“We share the pain of the Venezuelan people,” said President Macri yesterday afternoon in a joint conference with Chile’s President Michelle Bachelet at the Casa de la Moneda in Santiago. Both leaders acknowledged the wave of protests against Venezuela’s President Nicolás Maduro that began in April and have since left 76 people dead. But they could not anticipate the incidents that exploded in Caracas last night.

Macri and Bachelet initially convened to bolster cooperation between Argentina and Chile in mining, environmental regulation, and infrastructure. At the hour of their press conference, across the continent, Venezuelan President Maduro publicly warned that his supporters would take military action if opponents were to overthrow his socialist government. “What cannot be done with votes,” he said, “we will do with arms.” Military planes accompanied his words, as they flew over Caracas to practice for their parade on July 5, Day of the Bolivarian National Armed Forces (FANB).

Last October, Maduro ordered the suspension of a referendum that would have recalled his election results after criminal courts upheld claims of electoral fraud. Since then, protestors repeatedly contend that Maduro undermines democracy. Tensions took a convulsive turn yesterday during an hours-long standoff between Chavistas, who support Maduro, and opposition forces.

At 6:00pm, Chavistas besieged the opposition-led National Assembly, held its deputies hostage, and threw explosives into the parliament courtyard. Forty minutes later, Oscar Pérez, a member of the Body of Scientific, Penal and Criminal Investigation (CICPC), seized a helicopter, fired shots at the Interior Ministry and threw grenades at the Supreme Court.

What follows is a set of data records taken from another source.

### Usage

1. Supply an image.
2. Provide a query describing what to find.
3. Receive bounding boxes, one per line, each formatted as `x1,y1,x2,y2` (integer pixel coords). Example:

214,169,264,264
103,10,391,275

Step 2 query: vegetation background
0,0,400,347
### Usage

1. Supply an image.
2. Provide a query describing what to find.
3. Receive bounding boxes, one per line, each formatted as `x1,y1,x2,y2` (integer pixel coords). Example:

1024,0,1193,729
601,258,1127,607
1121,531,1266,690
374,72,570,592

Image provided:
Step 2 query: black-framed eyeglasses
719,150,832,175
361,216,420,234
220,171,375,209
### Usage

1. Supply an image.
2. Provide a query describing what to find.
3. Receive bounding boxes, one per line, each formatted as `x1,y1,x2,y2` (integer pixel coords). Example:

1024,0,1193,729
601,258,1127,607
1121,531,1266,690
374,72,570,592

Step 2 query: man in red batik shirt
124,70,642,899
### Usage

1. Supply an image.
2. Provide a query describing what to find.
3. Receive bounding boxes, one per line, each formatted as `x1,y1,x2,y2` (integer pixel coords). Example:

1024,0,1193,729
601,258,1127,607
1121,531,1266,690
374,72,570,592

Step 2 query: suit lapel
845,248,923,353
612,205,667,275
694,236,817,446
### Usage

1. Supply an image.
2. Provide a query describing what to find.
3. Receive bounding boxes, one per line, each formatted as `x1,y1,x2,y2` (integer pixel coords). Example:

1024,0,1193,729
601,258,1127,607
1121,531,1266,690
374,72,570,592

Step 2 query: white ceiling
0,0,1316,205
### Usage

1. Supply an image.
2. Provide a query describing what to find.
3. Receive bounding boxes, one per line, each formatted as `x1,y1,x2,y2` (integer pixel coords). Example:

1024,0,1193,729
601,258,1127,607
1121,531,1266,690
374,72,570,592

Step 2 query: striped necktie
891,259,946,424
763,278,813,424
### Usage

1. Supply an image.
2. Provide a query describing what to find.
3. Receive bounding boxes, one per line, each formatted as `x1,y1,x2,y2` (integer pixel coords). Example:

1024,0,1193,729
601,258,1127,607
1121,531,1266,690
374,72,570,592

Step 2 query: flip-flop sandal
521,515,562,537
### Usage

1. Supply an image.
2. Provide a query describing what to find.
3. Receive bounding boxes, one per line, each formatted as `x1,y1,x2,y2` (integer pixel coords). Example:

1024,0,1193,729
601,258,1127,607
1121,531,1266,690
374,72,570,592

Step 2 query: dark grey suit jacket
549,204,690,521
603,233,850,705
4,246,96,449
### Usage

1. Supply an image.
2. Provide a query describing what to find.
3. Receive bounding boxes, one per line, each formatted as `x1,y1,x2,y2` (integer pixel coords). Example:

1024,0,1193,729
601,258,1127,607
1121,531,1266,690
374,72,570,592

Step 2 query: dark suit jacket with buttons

Maduro deemed Pérez’s act “a terrorist attack.” Pérez then published a video statement that demanded “immediate resignation” of the president and “immediate general elections.” He claimed to represent a coalition of military, police and civil officials staging an internal revolt “against this transitional criminal government.” By 8:00 pm, the government had suspended all flights in Venezuela indefinitely and heightened security at the presidential palace. Officials are still searching for Pérez.

We have yet to see whether Macri will issue a statement pertaining specifically to the events of last night.